能動的な学び「アクティブラーニング」の導入で大学の授業はもっともっと面白くなる? (3/4ページ)
学力的に同質な2つの学生グループに対し同じ科目で、A群には従来通りの一方向、B群には対話を伴った双方向の授業を行いました。その後、各グループにテストを実施すると、A群の成績分布は12点満点中5点がピーク。それに対してB群は11点がピークとなり、かなり大きな差が現れました。これは、学生全員にマンツーマンでチューターを付けた場合に匹敵するほどの学習効果だと言われています。

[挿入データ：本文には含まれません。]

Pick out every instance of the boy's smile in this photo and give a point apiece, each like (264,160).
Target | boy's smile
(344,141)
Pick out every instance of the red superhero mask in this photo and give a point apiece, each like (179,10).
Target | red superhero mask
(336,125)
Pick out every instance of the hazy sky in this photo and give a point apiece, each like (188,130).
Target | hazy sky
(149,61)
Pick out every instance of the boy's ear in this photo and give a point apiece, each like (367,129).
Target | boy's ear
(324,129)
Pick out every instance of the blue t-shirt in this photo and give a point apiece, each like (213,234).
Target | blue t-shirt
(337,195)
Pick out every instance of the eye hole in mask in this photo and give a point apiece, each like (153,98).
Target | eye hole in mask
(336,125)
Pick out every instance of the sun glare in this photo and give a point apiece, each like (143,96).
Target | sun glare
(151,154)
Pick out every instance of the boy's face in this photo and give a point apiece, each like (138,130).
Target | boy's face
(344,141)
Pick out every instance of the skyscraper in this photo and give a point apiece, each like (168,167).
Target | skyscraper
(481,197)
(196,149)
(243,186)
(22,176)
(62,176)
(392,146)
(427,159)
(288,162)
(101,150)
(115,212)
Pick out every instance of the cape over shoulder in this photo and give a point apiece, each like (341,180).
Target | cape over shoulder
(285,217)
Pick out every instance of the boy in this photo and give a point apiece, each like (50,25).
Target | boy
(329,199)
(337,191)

また、90分の授業の中で15分おきに2〜3分学生がお互いのノートを見せ合うだけで、成績が上がったというデータもあります。学んだことを互いに教え合う「協同学習」は「個別学習」よりも効果が高いことは、100年くらい前から積み重ねられてきた知見なんです。

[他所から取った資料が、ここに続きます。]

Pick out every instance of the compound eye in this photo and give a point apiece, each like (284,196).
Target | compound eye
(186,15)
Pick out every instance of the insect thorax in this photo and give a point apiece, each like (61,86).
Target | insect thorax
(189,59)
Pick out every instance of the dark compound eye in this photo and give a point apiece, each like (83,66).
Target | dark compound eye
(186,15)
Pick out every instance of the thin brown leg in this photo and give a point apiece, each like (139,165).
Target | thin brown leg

−−−そんなに効果的な学習法なら、どんどん取り入れて行ってほしいですね。
ただ現状は、アクティブラーニングに重要なファシリテーター(学びの支援をする人)の養成が難しい。アクティブラーニングの難しいところは、学生の巻き込み方が少しでもうまくいかないと、授業を壊す可能性もあるところです。同じ教材を使っても、教員によってかなりクオリティが違うケースもあります。具体的にどうやって導入するかについては蓄積が少なく、現在も進行中の研究課題です。今、全国の大学は教育力向上に取り組んでいますが、その中で私もアクティブラーニングの推進を通して大学の授業を変えたいと考えています。
−−−大学教育を変革しようとする立場から、現役学生に向けて伝えたいことはありますか?
もし大学の授業に不満があるなら、ぜひ意思表明をしてください。学生の声は大学側も重く受け止めるはずです。専門的な知識をわかりやすく、興味深い形で学生に提供するのが授業の役割であって、それができなければ自分で本を読んで勉強した方がいい。今、大学の教育は過渡期にありますが、その変化に学生側からも火を付けてほしいと思います。
――ありがとうございます。
いかがでしたか? 板書を写すだけの受動的な授業よりも、自分で考え、議論をし、フィードバックをもらえるアクティブラーニングのほうが、生きた知識が身につきそうですよね。